The Nature Conservancy, which has spent years wresting the line of 12 fragile barrier islands from private owners along the Virginia coast to create a natural preserve, was honored by the Department of Interior last week for its commitment to maintain the 33,350-acre coastal system in its natural state.
The 12 islands, owned and managed by the Arlington-based private ecology foundation, which buys land of high natural value to prevent development, represents the most extensive, least-altered barrier island and lagoon complex remaining along the Atlantic coast, Interior officials say.
The conservancy paid approximately $5 million for the islands, now known as the Virginia Coast Reserve, that stretch for 50 miles off the shores of Accomack and Northampton counties.
The islands were designated a national natural landmark by Interior Secretary Cecil B. Andrus May 14, a status that means the owners have agreed to keep the land in its natural state.
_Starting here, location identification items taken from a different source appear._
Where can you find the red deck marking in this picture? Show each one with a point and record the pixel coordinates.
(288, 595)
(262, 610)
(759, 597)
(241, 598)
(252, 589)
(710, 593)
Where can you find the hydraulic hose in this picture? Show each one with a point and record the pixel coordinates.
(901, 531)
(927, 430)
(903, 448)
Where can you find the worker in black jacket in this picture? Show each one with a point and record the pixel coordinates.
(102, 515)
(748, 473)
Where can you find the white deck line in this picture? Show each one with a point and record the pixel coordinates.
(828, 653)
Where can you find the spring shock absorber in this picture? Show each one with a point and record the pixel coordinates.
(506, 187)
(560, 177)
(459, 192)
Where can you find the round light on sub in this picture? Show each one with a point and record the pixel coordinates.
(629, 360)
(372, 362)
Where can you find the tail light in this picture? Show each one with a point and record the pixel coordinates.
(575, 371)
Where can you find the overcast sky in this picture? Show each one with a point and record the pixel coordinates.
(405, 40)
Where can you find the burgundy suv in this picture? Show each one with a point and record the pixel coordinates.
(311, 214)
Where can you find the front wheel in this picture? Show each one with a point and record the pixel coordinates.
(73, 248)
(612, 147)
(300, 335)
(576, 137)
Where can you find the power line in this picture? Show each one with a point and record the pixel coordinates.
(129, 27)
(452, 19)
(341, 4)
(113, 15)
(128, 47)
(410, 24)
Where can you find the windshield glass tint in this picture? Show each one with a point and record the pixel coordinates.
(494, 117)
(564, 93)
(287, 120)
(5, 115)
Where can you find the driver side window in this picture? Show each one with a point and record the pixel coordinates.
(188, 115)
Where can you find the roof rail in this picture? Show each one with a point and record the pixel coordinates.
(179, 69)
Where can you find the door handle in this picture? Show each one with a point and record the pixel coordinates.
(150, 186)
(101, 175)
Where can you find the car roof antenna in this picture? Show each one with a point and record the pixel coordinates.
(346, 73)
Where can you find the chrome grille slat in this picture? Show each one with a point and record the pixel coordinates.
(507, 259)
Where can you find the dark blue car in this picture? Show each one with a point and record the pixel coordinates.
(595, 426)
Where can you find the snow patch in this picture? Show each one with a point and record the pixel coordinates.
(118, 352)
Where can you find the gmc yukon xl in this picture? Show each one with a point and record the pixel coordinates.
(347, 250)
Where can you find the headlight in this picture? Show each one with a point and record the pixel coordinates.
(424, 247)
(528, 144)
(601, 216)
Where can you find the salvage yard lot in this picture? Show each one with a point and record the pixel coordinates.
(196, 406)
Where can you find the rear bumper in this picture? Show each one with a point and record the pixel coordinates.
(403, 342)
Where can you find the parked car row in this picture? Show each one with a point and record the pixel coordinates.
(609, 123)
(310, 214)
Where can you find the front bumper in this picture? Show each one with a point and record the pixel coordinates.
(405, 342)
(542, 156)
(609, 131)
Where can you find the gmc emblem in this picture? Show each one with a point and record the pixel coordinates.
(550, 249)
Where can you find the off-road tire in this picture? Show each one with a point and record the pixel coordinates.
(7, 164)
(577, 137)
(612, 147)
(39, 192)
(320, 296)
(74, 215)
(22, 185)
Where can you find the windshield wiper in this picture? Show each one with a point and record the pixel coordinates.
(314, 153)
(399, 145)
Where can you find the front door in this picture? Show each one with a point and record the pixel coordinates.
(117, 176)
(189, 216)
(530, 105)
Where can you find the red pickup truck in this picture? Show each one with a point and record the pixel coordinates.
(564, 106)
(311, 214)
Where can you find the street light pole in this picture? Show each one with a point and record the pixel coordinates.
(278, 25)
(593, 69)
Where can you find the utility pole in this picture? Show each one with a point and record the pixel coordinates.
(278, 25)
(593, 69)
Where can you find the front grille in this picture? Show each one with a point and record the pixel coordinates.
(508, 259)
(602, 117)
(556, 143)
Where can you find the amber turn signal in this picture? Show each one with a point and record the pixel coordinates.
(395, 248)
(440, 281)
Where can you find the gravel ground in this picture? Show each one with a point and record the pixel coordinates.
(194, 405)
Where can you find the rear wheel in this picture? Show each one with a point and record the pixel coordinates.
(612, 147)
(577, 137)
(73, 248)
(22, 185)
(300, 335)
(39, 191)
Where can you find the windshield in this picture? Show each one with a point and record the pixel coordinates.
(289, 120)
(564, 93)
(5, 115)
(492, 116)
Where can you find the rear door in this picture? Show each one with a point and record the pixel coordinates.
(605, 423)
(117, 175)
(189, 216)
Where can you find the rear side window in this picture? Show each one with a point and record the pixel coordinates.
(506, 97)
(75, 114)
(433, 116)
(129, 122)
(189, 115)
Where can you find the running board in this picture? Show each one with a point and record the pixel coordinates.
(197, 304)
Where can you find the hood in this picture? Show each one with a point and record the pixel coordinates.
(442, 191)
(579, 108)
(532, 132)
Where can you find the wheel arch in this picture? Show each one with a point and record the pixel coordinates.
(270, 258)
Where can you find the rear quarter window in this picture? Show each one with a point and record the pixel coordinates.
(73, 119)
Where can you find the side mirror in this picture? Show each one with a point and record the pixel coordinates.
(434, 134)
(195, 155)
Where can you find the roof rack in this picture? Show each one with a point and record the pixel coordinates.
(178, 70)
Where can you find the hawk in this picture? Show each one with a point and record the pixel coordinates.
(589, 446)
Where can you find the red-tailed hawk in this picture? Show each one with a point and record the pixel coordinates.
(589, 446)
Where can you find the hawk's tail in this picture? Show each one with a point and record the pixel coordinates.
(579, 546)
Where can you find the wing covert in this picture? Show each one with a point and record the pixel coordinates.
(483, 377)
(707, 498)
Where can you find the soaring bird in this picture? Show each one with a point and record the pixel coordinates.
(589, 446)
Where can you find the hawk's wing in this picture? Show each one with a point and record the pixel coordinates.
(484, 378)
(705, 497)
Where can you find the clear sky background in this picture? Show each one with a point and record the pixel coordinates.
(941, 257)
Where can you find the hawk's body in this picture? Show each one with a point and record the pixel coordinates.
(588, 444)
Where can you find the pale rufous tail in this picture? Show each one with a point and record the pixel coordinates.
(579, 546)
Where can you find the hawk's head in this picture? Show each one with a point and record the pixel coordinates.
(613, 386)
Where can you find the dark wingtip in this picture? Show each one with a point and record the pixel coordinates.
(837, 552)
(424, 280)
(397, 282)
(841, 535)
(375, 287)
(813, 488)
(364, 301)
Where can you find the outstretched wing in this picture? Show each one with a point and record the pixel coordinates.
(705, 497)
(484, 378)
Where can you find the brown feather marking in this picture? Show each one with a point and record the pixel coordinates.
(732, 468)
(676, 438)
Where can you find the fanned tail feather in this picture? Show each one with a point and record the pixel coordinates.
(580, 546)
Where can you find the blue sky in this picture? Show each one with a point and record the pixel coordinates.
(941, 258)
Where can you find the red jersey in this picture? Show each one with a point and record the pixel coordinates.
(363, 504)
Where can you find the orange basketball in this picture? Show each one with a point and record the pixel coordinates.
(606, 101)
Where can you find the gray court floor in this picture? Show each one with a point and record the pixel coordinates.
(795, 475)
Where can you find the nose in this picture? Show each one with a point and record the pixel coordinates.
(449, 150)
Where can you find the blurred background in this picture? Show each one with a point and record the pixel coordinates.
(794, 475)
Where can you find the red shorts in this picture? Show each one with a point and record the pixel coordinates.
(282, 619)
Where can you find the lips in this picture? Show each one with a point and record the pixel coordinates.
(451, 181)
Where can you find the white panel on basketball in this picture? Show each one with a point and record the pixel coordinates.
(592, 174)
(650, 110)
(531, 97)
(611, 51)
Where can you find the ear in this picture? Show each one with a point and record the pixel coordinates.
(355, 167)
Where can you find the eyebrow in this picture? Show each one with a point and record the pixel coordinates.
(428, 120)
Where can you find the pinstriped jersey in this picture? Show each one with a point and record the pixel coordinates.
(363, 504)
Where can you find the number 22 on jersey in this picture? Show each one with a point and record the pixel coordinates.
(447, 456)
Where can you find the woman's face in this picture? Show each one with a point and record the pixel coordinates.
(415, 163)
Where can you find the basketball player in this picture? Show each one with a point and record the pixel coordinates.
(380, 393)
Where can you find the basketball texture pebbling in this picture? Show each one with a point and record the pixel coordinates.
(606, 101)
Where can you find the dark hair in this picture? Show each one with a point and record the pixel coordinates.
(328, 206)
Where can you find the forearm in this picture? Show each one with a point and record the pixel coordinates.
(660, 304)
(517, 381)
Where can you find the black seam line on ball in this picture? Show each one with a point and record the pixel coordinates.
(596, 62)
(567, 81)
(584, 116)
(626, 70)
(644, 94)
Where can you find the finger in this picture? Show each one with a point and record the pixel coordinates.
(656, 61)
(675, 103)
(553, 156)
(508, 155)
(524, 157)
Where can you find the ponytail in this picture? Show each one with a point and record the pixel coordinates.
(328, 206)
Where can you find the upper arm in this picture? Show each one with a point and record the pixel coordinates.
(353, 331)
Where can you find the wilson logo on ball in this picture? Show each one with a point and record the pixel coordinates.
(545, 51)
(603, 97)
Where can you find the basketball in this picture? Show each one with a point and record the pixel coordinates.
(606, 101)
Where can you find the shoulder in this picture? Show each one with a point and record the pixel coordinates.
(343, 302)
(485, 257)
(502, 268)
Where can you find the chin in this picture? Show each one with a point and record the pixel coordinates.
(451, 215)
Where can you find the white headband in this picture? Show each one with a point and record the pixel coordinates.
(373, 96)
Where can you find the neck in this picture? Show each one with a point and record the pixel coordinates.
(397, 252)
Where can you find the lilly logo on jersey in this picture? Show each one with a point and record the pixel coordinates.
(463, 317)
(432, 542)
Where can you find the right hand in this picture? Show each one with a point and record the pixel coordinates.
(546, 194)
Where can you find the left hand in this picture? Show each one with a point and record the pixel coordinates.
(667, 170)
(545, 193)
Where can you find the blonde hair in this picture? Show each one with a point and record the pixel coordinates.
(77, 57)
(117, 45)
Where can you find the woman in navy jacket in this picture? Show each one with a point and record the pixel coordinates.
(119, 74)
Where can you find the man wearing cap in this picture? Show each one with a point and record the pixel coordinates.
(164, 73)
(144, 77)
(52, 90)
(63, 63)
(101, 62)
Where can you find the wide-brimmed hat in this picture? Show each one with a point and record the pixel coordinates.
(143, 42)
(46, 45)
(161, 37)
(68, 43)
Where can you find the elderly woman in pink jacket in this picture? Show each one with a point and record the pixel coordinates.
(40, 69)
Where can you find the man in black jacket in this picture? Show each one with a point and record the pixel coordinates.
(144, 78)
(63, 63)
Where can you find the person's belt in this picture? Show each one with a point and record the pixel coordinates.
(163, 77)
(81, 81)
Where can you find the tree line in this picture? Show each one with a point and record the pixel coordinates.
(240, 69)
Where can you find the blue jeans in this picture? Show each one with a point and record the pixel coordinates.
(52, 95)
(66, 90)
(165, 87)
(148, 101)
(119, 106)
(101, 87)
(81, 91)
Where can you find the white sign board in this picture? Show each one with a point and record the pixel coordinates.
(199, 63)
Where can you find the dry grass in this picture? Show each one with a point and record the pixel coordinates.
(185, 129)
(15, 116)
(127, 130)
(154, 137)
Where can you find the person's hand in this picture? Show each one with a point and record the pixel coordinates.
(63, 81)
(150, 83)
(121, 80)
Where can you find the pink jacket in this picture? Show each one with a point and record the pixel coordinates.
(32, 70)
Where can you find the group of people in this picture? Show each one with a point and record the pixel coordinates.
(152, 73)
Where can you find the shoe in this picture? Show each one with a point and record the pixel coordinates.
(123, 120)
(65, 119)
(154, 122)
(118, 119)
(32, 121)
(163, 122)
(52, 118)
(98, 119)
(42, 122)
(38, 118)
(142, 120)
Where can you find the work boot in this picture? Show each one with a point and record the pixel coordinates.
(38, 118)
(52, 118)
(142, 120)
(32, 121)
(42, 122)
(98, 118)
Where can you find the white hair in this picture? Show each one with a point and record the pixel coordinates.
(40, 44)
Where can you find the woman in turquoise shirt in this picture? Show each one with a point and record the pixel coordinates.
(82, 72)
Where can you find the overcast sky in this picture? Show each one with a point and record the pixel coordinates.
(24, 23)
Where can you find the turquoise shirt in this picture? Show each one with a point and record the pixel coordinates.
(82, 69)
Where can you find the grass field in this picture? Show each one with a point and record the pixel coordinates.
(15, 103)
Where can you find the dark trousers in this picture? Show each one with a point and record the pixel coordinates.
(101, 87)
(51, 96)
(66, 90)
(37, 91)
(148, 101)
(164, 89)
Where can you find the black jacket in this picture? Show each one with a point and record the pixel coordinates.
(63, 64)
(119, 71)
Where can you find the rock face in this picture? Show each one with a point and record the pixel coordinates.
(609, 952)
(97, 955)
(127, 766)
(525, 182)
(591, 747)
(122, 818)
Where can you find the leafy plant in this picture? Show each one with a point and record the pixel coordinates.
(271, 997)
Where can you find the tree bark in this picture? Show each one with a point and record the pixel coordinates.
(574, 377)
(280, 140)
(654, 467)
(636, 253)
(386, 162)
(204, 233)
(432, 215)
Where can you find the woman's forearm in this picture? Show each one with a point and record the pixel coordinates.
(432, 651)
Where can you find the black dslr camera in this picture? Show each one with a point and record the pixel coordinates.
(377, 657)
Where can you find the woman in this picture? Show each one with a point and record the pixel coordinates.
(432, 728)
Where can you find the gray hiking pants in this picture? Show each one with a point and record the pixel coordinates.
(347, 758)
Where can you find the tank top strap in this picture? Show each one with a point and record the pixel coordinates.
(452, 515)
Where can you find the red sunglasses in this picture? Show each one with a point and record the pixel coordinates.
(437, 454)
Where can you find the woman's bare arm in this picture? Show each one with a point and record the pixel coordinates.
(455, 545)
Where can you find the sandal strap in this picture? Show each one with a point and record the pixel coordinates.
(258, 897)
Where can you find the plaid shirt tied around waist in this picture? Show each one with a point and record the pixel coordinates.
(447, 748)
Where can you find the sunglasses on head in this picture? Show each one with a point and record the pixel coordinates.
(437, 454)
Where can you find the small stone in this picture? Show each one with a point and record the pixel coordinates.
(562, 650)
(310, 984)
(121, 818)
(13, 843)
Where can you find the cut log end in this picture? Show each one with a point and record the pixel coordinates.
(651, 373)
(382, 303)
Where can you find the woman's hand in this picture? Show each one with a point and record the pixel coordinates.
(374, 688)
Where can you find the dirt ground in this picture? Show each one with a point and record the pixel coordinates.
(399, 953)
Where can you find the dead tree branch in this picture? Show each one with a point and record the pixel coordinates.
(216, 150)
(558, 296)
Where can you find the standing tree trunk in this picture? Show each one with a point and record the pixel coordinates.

The designation does not commit any federal funds to the land's preservation and is not legally binding, according to interior officials.
Paul Pritchard, of Interior's Heritage Conservation division, presented a plaque to the conservancy at its monthly meeting in Brownsville, Va., Saturday in official recognition of the group's efforts.
"This essentially draws national attention to what we consider the most important natural landmark on the East Coast," said conservancy spokesman Jack Lynn.